Department of Geography, The University of Hong Kong, Pokfulam Road, Hong Kong, GCSLIN{at}hkucc.hku.hk

The dynamic of globalisation and urban change in Europe and North America has been extensively documented. Relatively little is known about the processes and consequences of spatial restructuring in metropolitan regions within the context of a transitional socialist economy. This study investigates economic restructuring and spatial transformation in one of the most dynamic metropolitan regions in China. Deregulation of the post-reform socialist central state has allowed Chinese peasants to diversify agricultural production and to industrialise the rural economy according to various personal strengths and the changing market demand. Despite the rapid commercialisation and industrialisation of the regional economy, there has been no growing concentration of population and production facilities in large cities.
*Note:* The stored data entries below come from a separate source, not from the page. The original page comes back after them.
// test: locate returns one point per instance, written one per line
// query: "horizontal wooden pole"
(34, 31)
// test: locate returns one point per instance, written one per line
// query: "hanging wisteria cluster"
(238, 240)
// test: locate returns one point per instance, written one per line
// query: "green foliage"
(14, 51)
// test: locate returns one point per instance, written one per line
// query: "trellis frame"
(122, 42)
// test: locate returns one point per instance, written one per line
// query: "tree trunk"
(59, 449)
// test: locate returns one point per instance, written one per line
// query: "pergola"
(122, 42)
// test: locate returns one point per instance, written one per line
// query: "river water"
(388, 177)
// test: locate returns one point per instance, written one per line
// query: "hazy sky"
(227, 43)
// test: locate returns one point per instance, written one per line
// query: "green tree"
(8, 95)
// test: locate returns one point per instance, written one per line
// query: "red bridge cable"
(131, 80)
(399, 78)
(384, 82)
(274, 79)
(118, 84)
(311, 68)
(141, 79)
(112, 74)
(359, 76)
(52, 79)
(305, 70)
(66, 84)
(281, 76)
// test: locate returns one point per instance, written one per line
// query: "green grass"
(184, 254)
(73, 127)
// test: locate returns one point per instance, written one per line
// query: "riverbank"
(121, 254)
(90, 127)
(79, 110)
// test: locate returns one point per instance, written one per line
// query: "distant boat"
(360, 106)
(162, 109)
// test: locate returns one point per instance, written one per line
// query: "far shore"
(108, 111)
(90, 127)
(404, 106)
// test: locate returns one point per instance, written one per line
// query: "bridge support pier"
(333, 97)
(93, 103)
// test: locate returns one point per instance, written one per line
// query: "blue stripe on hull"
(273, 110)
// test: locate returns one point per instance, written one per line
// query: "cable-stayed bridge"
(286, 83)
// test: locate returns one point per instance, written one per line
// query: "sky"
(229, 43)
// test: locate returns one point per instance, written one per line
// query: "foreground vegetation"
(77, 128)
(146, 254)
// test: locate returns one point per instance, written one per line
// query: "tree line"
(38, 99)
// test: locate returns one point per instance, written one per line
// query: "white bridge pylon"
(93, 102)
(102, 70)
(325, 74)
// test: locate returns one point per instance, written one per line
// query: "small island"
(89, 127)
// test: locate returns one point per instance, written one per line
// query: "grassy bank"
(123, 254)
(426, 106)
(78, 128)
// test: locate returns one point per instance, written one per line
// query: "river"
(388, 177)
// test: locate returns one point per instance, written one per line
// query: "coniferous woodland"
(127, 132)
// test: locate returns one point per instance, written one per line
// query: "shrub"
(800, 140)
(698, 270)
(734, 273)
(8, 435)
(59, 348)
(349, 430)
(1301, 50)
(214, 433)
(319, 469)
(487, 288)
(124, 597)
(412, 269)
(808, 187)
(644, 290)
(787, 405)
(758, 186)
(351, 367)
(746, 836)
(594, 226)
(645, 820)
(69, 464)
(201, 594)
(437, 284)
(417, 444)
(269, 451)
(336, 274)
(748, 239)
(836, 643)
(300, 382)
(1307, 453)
The loci of accelerated economic growth, increased population mobility and massive land-use transformation have been in the intermediate zones surrounding and between metropolitan centres. Rapid expansion of the extended metropolitan zone has been driven primarily by forces of rural industrialisation at the grassroots level rather than a result of urban sprawl. The on-going processes and evolving patterns of 'urban-rural integration' (chengxiang yitifa) in Chinese extended metropolitan regions demonstrate the complexity of the relationship between industrialisation and urbanisation in different political economies and question the adequacy of the widely accepted urban-rural dichotomy. The intrusion of global forces has not homogenised local particularities. Global capitalism has to seek shelter from locally specific conditions in order to take root in socialist soil.